The PDIC Discovery Order

In 2008, a Magistrate Judge in the United States District Court for the Southern District of Ohio issued a discovery order in an action entitled Professionals Direct Insurance Co. (PDIC) v. Wiles, Boyle, Burkholder & Bringardner Co., LPA, Civil Action No. 2:06-cv-0240 (S.D. Ohio). In PDIC, the plaintiff insurer brought a declaratory judgment action against its insured, a law firm, to resolve a coverage dispute regarding the availability of coverage for a malpractice action under the insured’s professional liability policy. The insured counterclaimed for bad faith, and sought production of the claims file. When the insurer objected to producing certain attorney-client communications, the insured moved for a discovery order compelling production of the disputed documents.

The court held that Boone required disclosure of attorney-client communications that pre-date the denial of coverage. To the insurer’s argument that the amended evidence statute required a prima facie showing of bad faith prior to the privilege being waived, the court responded, “On its face, [the amendment] applies only to testimony. It does not mention documents.” The court did not address the statement of legislative intent, even though the insurer had cited it in its brief.

The Sixth Circuit Declines to Interpret the Amendment

Following entry of the discovery order, the insurer petitioned the Sixth Circuit Court of Appeals for a writ of mandamus to vacate the order 16. The Sixth Circuit declined to do so 17, holding that the order of the trial court was not clearly erroneous. However, the Sixth Circuit did not expressly approve the lower court’s interpretation of the amendment to Ohio’s evidence statute. Rather, the appellate court found that the amendment, which became effective October 31, 2007, did not apply retroactively and thus did not apply to the PDIC litigation, which was filed prior to that date. Finding the amendment inapplicable, the Sixth Circuit declared that “we need not interpret its scope.”18

An Uncertain Future

To date, the Southern District of Ohio is the only court to interpret the scope of the 2007 amendment to Ohio’s evidence code.

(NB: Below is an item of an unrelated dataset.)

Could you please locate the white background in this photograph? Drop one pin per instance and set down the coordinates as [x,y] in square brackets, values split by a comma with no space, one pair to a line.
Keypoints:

Unfortunately, due to the ambiguous wording of the amendment, the federal court preserved the rule in Boone. If and when an Ohio state court has an opportunity to interpret the amendment, it may choose to give the amendment a more expansive reading and fulfill the intention of the Ohio legislature that the Boone doctrine be modified. For now, however, an insurer handling a claim with any connection to Ohio must assume that any communications with its coverage counsel will be subject to disclosure.